[Linux-cluster] Re: GFS2 delete file have bug in cluster mode

Tue Mar 11 09:55:32 UTC 2008

Hi,

On Tue, 2008-03-11 at 10:24 +0800, chenzp wrote:
> 
> Hi Steve
> 
> 
> 2008/3/10, Steven Whitehouse <swhiteho at redhat.com>:
>         Hi,
>         
>         
>         On Mon, 2008-03-10 at 16:08 +0800, chenzp wrote:
>         > hi all:
>         >
>         >       I have 2 nodes node1 and node2,use  kernel
>         2.6.22.15. .
>         >      the two node use clustat  command display is ok.
>         >      in now create volume  and use lock_dlm mode
>         mkfs.gf2.( mkfs.gfs2
>         > -p lock_dlm -t uitcluster:gfs2 -j 8 /dev/vg-test/lv-test )
>         and
>         > then
>         >      mount. (mount.gfs2 /dev/vg-test/lv-test /mnt/gfs2 )
>         >      user dd write file in node1(  dd if=/dev/zero
>         > of=/mnt/gfs2/$(hostname).1 bs=1M count=1024 ),when write
>         finish,check
>         > file in node2 is
>         >     ok!
>         >
>         >      but if delete node1.1 file in node2 ( rm
>         -rf /mnt/gfs2node1.1)
>         > and then use ls -l /mnt/gfs2 no file;and use ll
>         -h /mnt/gfs2/ no file
>         > the size
>         >     is  0;  and then use df -h check ,  the used no any
>         change;the
>         > Space no free.
>         >
>         >      my mean is: if you use node1 write file and then use
>         node2 delete
>         > node1 write file,and then use df -h check disk,the space no
>         free;
>         >      if you use node1 write file and then use node1 delete
>         node1 write
>         > file this is ok.
>         >
>         >
>         >
>         > carry.chen
>         >
>         
>         This is a bug from a while back.

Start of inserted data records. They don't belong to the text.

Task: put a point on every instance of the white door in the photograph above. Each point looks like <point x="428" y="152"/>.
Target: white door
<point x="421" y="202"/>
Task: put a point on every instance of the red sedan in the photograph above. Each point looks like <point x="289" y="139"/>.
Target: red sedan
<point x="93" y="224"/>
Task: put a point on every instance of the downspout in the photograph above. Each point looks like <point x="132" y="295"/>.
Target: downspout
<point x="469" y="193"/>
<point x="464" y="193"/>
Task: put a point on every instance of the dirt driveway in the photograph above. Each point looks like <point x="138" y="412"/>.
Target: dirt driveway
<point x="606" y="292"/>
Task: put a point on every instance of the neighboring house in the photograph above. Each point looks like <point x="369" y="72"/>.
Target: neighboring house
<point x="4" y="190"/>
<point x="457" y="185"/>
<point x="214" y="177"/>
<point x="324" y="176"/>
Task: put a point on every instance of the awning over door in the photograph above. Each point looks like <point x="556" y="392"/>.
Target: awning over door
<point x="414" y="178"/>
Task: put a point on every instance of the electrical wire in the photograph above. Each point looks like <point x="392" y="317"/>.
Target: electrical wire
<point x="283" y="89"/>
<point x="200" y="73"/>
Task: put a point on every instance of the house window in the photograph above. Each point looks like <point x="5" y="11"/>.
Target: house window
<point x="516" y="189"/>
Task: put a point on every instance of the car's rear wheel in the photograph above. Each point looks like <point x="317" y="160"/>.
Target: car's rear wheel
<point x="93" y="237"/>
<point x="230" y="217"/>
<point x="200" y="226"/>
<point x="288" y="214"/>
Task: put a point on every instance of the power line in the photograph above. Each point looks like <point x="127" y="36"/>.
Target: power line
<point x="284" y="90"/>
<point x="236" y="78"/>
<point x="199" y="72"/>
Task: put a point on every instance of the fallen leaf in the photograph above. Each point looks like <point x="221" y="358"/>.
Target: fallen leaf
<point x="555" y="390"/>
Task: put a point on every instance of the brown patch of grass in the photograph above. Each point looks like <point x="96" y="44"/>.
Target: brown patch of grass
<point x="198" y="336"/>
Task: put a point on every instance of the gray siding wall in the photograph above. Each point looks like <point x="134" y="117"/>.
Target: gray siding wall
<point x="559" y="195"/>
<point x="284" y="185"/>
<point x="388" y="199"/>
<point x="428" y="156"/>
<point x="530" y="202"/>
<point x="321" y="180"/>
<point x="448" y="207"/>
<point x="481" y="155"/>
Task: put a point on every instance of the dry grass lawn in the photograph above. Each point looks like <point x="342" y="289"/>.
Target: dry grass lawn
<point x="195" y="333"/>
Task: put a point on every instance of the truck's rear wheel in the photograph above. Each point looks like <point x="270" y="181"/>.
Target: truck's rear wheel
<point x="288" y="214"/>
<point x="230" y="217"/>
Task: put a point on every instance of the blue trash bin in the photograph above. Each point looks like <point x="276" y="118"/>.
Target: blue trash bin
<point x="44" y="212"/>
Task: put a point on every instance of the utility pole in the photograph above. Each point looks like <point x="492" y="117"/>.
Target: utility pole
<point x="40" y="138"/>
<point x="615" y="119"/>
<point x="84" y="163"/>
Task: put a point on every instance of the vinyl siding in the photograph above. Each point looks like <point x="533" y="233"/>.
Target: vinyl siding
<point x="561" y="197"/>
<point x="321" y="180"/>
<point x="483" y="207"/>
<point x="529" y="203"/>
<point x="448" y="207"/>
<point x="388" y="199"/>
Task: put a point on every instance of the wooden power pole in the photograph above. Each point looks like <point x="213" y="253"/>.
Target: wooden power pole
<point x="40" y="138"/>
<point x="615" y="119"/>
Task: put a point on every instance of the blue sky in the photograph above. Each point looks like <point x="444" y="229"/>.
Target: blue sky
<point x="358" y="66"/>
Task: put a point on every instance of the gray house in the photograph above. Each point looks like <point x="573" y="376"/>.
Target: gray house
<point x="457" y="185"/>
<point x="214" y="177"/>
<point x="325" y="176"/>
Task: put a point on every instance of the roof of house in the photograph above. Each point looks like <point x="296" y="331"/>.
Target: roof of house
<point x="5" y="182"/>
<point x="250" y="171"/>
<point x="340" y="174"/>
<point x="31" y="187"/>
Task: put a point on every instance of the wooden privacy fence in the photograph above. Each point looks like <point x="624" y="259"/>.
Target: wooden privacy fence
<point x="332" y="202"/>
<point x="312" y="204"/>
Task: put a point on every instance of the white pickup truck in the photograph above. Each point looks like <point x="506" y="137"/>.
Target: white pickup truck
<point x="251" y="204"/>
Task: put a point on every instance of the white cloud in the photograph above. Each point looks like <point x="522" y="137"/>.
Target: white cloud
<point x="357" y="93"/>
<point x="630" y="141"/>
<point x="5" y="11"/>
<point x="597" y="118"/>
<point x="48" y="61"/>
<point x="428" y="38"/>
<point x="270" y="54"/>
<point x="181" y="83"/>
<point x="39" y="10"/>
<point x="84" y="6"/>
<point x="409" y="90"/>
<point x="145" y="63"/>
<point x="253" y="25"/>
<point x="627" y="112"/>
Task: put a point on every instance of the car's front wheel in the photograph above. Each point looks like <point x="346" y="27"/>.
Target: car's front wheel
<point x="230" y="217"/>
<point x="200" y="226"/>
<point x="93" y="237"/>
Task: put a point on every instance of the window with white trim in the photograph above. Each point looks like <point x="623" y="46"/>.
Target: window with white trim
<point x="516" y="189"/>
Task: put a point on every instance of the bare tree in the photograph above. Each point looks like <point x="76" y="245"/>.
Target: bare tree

I suspect that if you do a
>         drop caches
>         then the space will magically reappear. If you use a more
>         recent kernel,
>         then this bug should also not occur.
>         
>         What is happening is that the dcache on one machine has kept
>         the inode
>         in cache even when another node has unlinked the inode because
>         it hasn't
>         seen the link count hit zero. The fix in more recent kernels
>         results in
>         the dentry for an unlinked inode being flushed cluster wide.
>         Once the
>         final iput has occurred, then the space is released to the
>         filesystem.
>         
>         Steve.
>  
> 
> 
> I have check  recent  shortlog in (/pub/scm /
> linux/kernel/git/steve/gfs2-2.6-nmw.git / shortlog) ,
> no find this bug changelog or  commit.
> 
> thanks!
> 
> Carry.chen

We had two goes at fixing this problem. Here is the latest one:

http://git.kernel.org/?p=linux/kernel/git/torvalds/linux-2.6.git;a=commitdiff;h=49e61f2ef6f7d1d0296e3e30d366b28e0ca595c2

The previous one failed only due to calling back into the lock module
from the lock module's own thread,

Steve.